Marriage is a strong predictor of fertility for many reasons. Not least is the relationship between marital status and mental health, because mental health has a large impact on childbearing. Lottery winnings boosted male marriage and fertility not because men had unique desires for marriage and family, but at least in part because Swedish women were likelier to marry and have children with men who had more money. The effect for men is as much about women’s preferences and behaviors as men’s.

Women’s responses to winning the lottery were similarly complex. Divorce rates did not rise equally for all of them. That increase, the authors found, was concentrated among previously low-income women, those who had been married to older or wealthier men, and those who were married for three years or less. The conditions under which these women entered into marriages with these husbands could be more important than the lottery winnings. Crucially, 10 years after the lottery, winners were no more likely to divorce than other women. In other words, lottery money may have accelerated inevitable divorces rather than breaking apart couples that would otherwise have stayed together for the long term.

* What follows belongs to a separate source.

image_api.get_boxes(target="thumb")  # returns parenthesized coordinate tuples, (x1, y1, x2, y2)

If people want to have more children than they can presently afford—and surveys have repeatedly suggested that they do—and societies as a whole thrive when parents of all kinds are able to raise their children in stable households, then declining birth rates are cause for alarm. And for governments seeking to reverse them by creating family policies, this research indicates that some kinds of spending may prove more effective than others.

First, it suggests that a core part of low fertility is how people (especially women) value potential partners. In surveys, women continue to report desiring much-higher-earning partners, and when men suddenly have more money, they do in fact get married more. Policy makers cannot (and should not) “solve” this by simply handing out “man bonuses.” However, understanding why men and boys are becoming more likely to fall behind women in terms of educational and professional attainment could be a core part of increasing fertility.

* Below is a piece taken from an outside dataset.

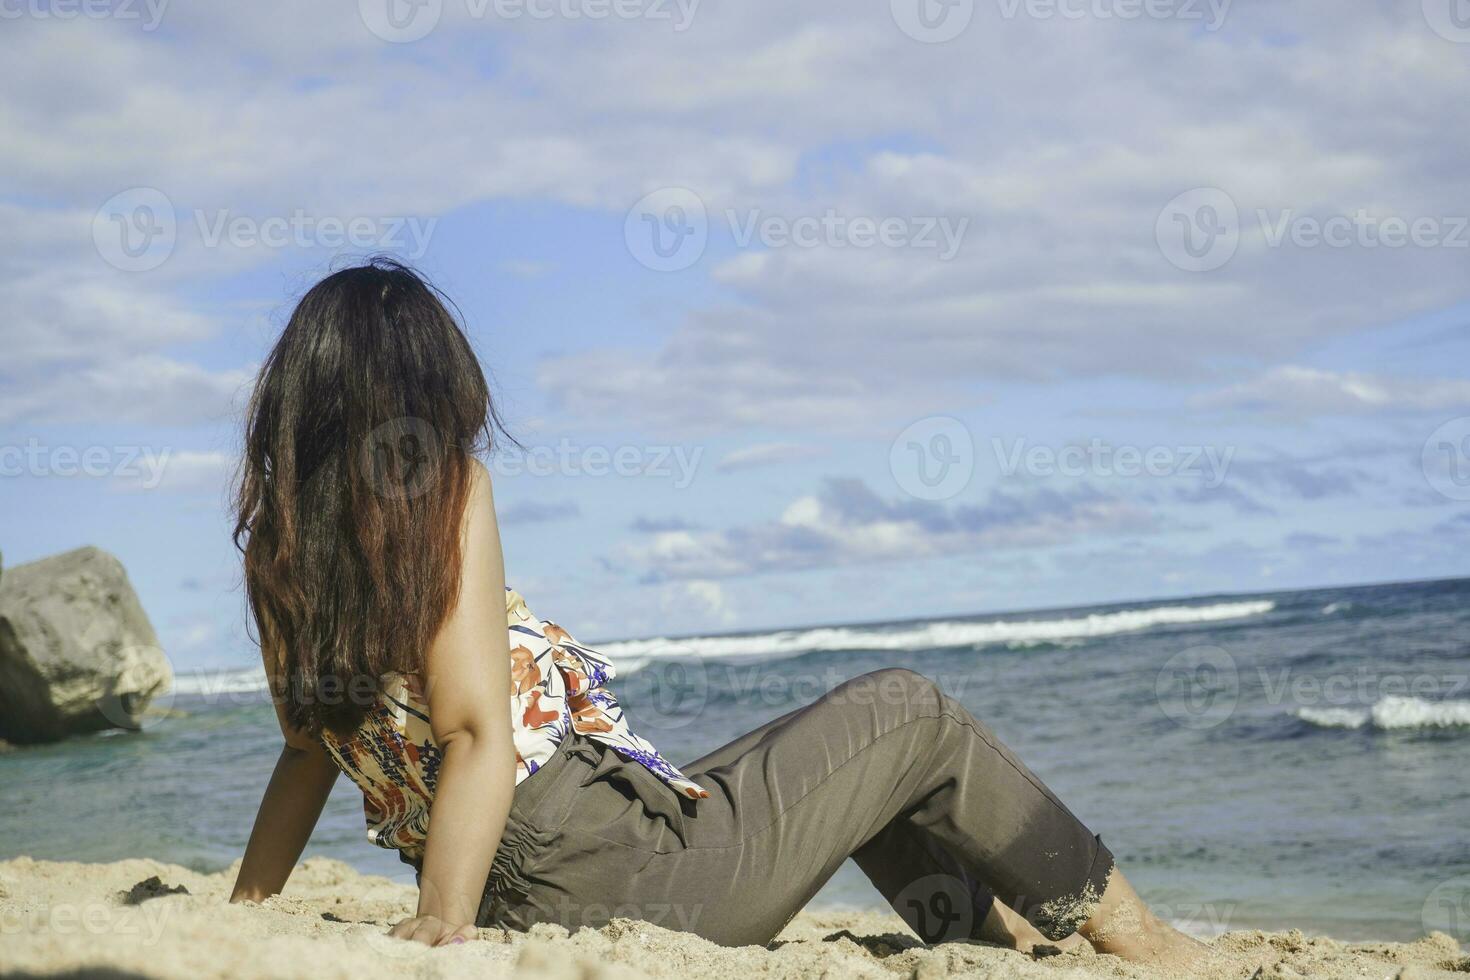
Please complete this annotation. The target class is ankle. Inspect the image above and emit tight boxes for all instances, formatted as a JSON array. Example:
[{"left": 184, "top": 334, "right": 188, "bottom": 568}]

Second, policy makers should avoid thinking about family policy as an issue uniquely related to women. Arguments that fertility can be increased by pushing for a maximally gender-egalitarian society or by delivering family subsidies disproportionately to mothers should be reconsidered. You can’t get higher fertility without men on board. Only policies that make space for men and women to choose to prioritize parenting can support higher fertility in industrialized societies.

Third, marriage itself matters, and marriage responds to material incentives. Boosting fertility by directly targeting fertility is difficult and expensive. One reason is that marriage continues to be a gatekeeping institution for larger families. Only by removing obstacles to marriage and helping young people wed earlier and stick together can birth rates be sustainably increased. This is a challenging task, and “pro-nuptialism” has even less high-quality research on it than “pro-natalism.” However, policy makers could offer “marriage bonuses” or at least eliminate marriage penalties, like the fact that low-income people can lose their housing or SNAP benefits if they choose to combine their incomes. This much seems safe to say: Working-class people shouldn’t need to win the lottery to feel that they can afford to get married and have kids.